February 2, 2004
William Penn, born on the 14th of October 1644, is best known for the founding of the state of Pennsylvania. He was born into a dissenting family, meaning they were basically rebels, and as he grew older he became more and more involved in Quakerism.He was the son of a distinguished English Admiral, Sir William Penn, and Margaret Jasper, his Dutch Calvinist mother (Geiter 2000).
Until the age of 11, William had the basic schooling of any typical boy in his social class. After the age of 11 he attended the Chigwell Academy where he began his formal training. He then entered Oxford University in 1660 and was expelled for nonconformity. It was in 1667 when he became a Quaker and then a year later was sent to prison in the Tower of London for his nonconformist beliefs. It was here dissertation on self-sacrifice, No Cross, No Crown (Tercentenary 1945). After his first imprisonment, he jumped in and out of prison for the next couple years and it was at this point when he decided he couldnt handle Englands strict religious toleration. He turned to the new world to escape from his religious persecutions along with his fellow followers.

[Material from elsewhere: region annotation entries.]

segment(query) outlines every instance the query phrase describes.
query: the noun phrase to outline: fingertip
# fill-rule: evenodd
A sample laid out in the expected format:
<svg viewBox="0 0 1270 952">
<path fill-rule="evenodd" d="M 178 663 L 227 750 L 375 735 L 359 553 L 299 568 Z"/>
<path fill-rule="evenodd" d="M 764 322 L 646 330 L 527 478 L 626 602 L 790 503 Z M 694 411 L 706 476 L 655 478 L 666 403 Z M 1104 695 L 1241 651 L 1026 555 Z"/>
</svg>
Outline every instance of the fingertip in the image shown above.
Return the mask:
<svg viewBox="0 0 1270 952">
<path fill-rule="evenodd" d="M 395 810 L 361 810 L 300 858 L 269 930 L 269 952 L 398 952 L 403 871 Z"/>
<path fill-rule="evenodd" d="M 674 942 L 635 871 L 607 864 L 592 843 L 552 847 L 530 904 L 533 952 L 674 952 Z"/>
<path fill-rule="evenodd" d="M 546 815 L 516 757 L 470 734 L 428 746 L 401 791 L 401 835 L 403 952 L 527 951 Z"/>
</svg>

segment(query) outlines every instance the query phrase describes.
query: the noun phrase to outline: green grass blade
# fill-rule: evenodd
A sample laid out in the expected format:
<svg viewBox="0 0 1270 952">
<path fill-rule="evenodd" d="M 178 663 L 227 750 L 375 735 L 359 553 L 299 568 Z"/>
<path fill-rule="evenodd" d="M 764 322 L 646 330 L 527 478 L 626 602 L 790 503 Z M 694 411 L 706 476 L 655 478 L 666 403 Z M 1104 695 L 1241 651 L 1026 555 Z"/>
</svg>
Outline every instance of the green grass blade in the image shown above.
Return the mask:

When Penns father died in 1670, he left his wealth, including a huge debt owed to him by the King, which was paid in full with a huge chunk of land from the New World. In 1672 he married Gulielma Maria Springett and for some years after would preach and write the doctrines of his sect. King Charles II granted Penn a charter in 1682. This established Penn as the sole proprietor and governor of the territory west of the Delaware River and North of Maryland (Tercentenary 1945). He was to call it Sylvania on behalf of the lands forests, but the King insisted on adding the prefix Penn in remembrance of his father. He was not only designing his new territory for his religious beliefs but was also building a government around his views and principles. Penn first arrived at his new colony in the fall of 1682 and stayed for only another two years. It was in this time, it is said, that he signed his famous treaty with the Delaware at Shackamaxon. This and about eight other treaties were to obtain land from the Idquahon and several other Delaware leaders. While in his first stay, Penn began to build his mansion and work out the details of his colony building. This included border disputes with Lord Baltimore, who governed the territory south of Pennsylvania.
Penn would return back to England in August of 1684 and would not return back till 1699. During this time, a proclamation was issued by his good acquaintance King Charles II to release 1,200 Quakers imprisoned on behalf of their religious beliefs. He was also imprisoned twice on charges of treason but was acquitted both times and was imprisoned on a charge of conspiracy but was again acquitted. He briefly lost control of Pennsylvania from 1692 to 1694 because of his persecutions and also had another set back during this time when his wife died, yet he quickly rebounded from this and married a year and a half later to Hannah Callowhill (Tercentenary 1945). He would return back to Pennsylvania in December of 1699. With his great success with the Indians, Penn signed a treaty in 1700 in which the Indians promised not to help any enemy of England and to only sell furs and skins to the inhabitants of the providence. Towards the end of 1701, Penn would sail back to England. It was at this time he found out that he was practically ruined by the foul play of his agent, Ford, with whom he had left the management of his affairs. When Ford died, he left such bad and false claims to his son and widow that were very much pressed. Because of this, he allowed himself to be imprisoned in 1708 to avoid extortion. His family and friends would eventually help to get him released but not until it was too late to save his constitution that was greatly impaired (Tercentenary 1945).
William Penn died on May 30th, 1718 and left behind three sons by his second wife, Richard, John, and Thomas. The colony remained in control of the three until 1776 (Geiter 2000). William Penns statue still stands atop of Philadelphias city hall, once the tallest building in the nation, and looks over the Delaware River.
Geiter, M. 2000. Profiles in Power: William Penn. England: Pearson Education Limited.
The William Penn Tercentenary Committee, 1945. Remember William Penn. Harrisburg: The Bureau of Publications, Pennsylvania.